We’ve all been there. We’ve all bought coffee for our friends or handed out candy on Halloween and done our best Oprah impression. You get a coffee, and you get a coffee, EVERYBODY GETS A COFFEE! Pop culture is obviously a pretty crucial part of our lives, and rightfully so, but are there some aspects of daily life that should be without Oprah’s booming voice in the back of our minds?
One facet of life is literature and the publishing industry. Ever since the arrival of Oprah’s book club way back in 1996 , celebrities and cultural figures have played a pivotal role in which books are mass produced, read, and subsequently end up on supermarket shelves, waiting for housewives to spot the coveted seal of approval from whatever celebrity has chosen to endorse this specific author and take home their very own copy to read along with the thousands of others just like them. This mass appeal, caused sometimes by the actual literary merit of the book but typically due to the the supposed authority of the public figure doing the endorsing, is wonderful for the author. But is it good for the reader? Does seeking the approval of a mass audience and one particular celebrity, like Oprah, cause a downfall in the quality of the literature?
In my young, humble, and well read opinion, it certainly seems that authors are more concerned with making money, appealing to as wide an audience as humanly possible, and winning the endorsement of a prominent public figure than with the artistry of producing a piece of literature worthy of being produced and subsequently enjoyed. By appealing to as broad an audience as Oprah’s massive viewership the novel becomes generalized and loses the glimmering pieces of the author’s soul that make it literature and not just pieces of paper with type on them bound together with glue and cotton.
However, this phenomenon is anything but NOVEL. The idea of decreasing merit to appeal to the masses has been going on as long as publishing itself. The concept of dime novels and “pulp fiction”

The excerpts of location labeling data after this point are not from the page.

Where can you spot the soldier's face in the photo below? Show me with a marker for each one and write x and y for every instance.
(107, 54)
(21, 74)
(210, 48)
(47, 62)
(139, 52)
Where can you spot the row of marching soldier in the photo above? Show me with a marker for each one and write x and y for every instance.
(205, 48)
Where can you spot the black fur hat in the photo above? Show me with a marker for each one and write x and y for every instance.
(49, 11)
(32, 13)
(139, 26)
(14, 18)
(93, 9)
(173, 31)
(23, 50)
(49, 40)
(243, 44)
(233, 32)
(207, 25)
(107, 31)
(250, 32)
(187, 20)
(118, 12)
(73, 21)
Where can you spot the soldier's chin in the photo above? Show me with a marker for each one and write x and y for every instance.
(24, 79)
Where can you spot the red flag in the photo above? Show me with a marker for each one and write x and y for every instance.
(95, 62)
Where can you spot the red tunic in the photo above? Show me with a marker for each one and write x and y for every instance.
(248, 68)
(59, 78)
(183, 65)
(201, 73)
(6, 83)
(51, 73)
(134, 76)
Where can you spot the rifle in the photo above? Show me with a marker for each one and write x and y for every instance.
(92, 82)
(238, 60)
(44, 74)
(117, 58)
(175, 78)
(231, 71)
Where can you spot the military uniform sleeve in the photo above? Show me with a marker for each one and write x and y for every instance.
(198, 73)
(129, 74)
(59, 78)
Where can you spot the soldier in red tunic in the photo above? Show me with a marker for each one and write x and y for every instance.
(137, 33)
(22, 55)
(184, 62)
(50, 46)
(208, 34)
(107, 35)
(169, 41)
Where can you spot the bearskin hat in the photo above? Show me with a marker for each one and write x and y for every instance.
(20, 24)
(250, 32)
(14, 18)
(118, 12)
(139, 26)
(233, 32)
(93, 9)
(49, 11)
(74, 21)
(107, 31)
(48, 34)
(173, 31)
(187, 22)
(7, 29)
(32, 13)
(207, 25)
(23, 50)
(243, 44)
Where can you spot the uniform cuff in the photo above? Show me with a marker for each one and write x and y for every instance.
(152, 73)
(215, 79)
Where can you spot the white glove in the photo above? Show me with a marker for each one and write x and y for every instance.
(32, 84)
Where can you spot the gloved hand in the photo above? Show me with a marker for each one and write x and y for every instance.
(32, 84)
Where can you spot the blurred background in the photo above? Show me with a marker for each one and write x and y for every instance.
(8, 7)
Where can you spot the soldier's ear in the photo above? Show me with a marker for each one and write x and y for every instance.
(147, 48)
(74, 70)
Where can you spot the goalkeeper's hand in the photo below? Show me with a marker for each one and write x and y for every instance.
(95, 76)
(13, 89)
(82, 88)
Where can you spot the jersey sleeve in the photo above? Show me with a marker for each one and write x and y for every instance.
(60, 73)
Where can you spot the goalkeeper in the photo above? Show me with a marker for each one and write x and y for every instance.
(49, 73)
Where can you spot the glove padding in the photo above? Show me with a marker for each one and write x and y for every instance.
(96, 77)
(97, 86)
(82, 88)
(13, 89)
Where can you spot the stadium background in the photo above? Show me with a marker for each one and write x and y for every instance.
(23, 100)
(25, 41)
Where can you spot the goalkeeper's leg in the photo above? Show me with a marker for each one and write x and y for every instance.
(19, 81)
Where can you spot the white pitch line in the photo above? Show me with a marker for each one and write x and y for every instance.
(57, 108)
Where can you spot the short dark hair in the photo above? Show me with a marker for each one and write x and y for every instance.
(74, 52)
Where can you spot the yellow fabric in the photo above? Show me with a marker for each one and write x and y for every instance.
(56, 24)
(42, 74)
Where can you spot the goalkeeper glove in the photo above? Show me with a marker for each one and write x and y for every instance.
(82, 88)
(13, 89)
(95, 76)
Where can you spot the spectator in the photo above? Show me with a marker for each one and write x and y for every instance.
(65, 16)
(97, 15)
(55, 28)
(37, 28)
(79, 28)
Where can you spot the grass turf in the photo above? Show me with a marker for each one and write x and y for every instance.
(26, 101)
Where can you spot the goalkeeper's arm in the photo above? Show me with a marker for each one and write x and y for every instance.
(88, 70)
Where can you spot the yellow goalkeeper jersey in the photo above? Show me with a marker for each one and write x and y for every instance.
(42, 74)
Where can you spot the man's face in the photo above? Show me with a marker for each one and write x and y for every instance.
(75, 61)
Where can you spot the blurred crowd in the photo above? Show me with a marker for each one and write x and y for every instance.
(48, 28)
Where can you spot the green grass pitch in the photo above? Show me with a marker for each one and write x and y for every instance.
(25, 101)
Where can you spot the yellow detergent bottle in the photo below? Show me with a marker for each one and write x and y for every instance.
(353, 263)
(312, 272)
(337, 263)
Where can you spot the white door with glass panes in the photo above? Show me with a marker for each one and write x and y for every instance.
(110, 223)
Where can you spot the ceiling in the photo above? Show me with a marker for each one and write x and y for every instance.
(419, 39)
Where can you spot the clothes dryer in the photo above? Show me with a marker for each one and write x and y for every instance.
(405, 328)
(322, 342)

have been around since the 1800s with the advent of the printing press and development of the literate middle class. Basically authors have been pandering to mass audiences and whoever the Oprah of their century was since books became a thing at all. While this is unfortunate, as novels should be created for the sake of creation and education or pleasure and not for monetary purposes, it’s only realistic that authors would want to create something that a lot of people want to read and will make them money. Besides, the publishing of the non-special, mass marketed books only makes the Gatsby‘s, Catch 22‘s, and Little Prince‘s more special in comparison.